Acute effects of pregabalin on the function and cellular distribution of CaV 2.1 in HEK293t cells

WEISSMANN C; DI GUILMI MN; URBANO FJ; UCHITEL OD

BRAIN RESEARCH BULLETIN

PERGAMON-ELSEVIER SCIENCE LTD

Lugar: Amsterdam; Año: 2013 vol. 90 p. 107 - 113

0361-9230

We established a cell model to study the acute effects of pregabalin (PGB), a drug widely used in epilepsy and neuropathic pain, on voltage gated CaV2.1 (P/Q-type) calcium channels function and distribution at the membrane level. HEK293t cells were transfected with plasmids coding for all subunits of the CaV2.1 channel. We used a α1 fused to an eGFP tag to follow its distribution in time and at different experimental conditions. The expressed channel was functional as shown by the presence of barium-mediated, calcium currents of transfected cells measured by whole-cell voltage-clamp recordings, showing a maximum current peak in the I-V curve at +20 mV. The GFP fluorescent signal was confined to the periphery of the cells. Incubation with 500 microM PGB, that binds alpha2delta subunits, for 30 minutes induced changes in localization of the fluorescent subunits as measured by fluorescent time lapse microscopy. These changes correlated with a reversible reduction of barium currents through CaV2.1 calcium channels under the same conditions. However, no changes in the cellular distribution of the subunits were visualized for cells either expressing another membrane associated protein or after exposure of the CaV2.1 channels to Isoleucine, another alpha2delta ligand.
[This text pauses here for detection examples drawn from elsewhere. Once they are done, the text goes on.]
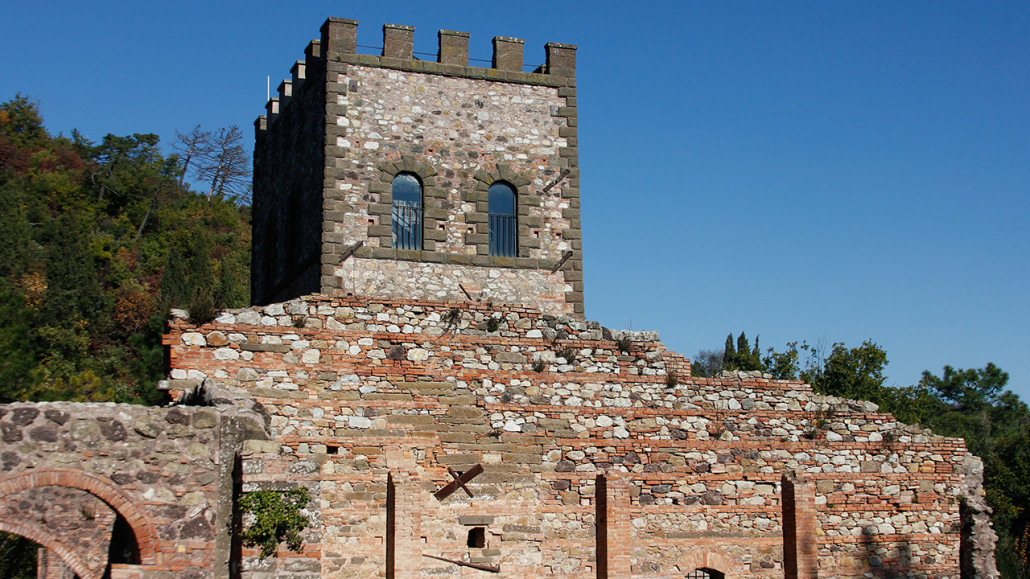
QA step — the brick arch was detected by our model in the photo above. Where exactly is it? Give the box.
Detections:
[676,551,744,579]
[368,154,438,251]
[0,519,94,578]
[0,469,158,573]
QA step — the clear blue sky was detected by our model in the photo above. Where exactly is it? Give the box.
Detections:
[0,0,1030,400]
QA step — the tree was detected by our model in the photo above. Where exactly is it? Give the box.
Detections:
[803,340,887,400]
[722,332,736,370]
[37,212,104,329]
[690,350,723,378]
[172,125,211,189]
[722,332,762,372]
[161,245,191,308]
[197,125,250,199]
[0,93,49,148]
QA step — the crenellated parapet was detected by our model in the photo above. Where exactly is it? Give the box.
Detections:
[256,18,576,132]
[251,19,584,316]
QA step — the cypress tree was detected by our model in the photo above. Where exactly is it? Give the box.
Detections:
[37,212,104,328]
[722,332,736,370]
[160,245,190,308]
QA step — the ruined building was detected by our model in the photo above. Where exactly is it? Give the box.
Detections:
[0,19,996,579]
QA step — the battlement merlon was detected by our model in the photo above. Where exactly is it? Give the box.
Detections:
[256,18,576,132]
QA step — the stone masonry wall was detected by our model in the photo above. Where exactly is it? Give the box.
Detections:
[168,297,988,578]
[250,41,325,304]
[0,403,266,579]
[254,19,583,315]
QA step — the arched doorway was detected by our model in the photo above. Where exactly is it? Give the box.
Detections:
[0,469,157,578]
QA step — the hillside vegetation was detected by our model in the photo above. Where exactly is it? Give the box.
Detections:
[0,96,250,403]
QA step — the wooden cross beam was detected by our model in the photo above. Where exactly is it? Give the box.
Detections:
[422,553,501,573]
[434,465,483,501]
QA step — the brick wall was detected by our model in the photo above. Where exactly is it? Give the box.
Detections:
[168,297,982,577]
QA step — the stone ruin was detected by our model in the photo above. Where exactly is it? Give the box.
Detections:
[0,19,997,579]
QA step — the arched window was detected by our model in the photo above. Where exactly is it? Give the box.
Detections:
[489,181,518,258]
[392,173,422,249]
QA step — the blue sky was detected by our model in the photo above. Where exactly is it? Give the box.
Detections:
[0,0,1030,400]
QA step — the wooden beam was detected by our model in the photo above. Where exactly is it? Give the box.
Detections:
[422,553,501,573]
[434,465,483,501]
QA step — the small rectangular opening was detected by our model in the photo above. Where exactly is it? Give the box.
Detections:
[468,526,486,549]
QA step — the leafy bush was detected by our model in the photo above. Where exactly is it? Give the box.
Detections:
[240,486,311,558]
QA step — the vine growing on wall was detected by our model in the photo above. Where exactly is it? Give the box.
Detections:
[240,486,311,558]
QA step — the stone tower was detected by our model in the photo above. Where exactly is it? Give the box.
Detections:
[251,19,584,318]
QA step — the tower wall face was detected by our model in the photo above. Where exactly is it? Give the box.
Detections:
[323,66,578,313]
[253,19,584,315]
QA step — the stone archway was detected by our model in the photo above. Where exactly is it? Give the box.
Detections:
[676,551,743,579]
[0,469,158,564]
[0,519,94,578]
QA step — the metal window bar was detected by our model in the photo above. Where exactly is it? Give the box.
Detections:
[393,202,422,249]
[489,215,518,258]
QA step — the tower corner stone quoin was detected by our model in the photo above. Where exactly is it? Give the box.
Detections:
[0,18,998,579]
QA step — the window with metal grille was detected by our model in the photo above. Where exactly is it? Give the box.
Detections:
[488,181,518,258]
[392,173,422,249]
[687,569,726,579]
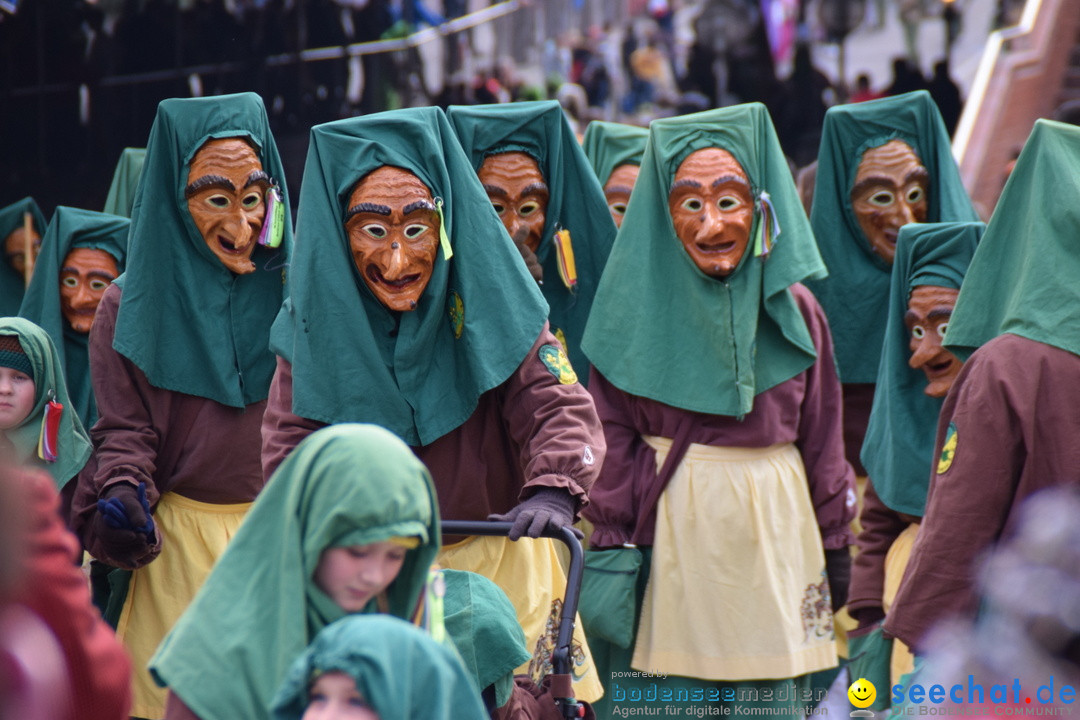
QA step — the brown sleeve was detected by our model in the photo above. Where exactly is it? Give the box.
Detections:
[848,479,909,611]
[14,472,132,720]
[792,285,856,549]
[262,357,323,480]
[71,285,168,561]
[502,323,607,510]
Together these results show strong evidence for an acute effect of PGB on CaV2.1 calcium channelś currents and distribution and suggest that internalization of CaV2.1 channels might be a mechanism of PGB action.PGB induced acute changes in localization of CaV2.1 channels in a HEK cell model. PGB-induced CaV2.1 channels internalization correlates with a reversible reduction of barium-mediated calcium currents. PGB and not other alpha2delta ligands tested induced the changes in CaV2.1 channels distribution. PGB changed the distribution of CaV2.1 channels and not of other membrane receptors tested (P2X7). PGB mediated the internalization of CaV2.1 channels in a clathrin dependent manner.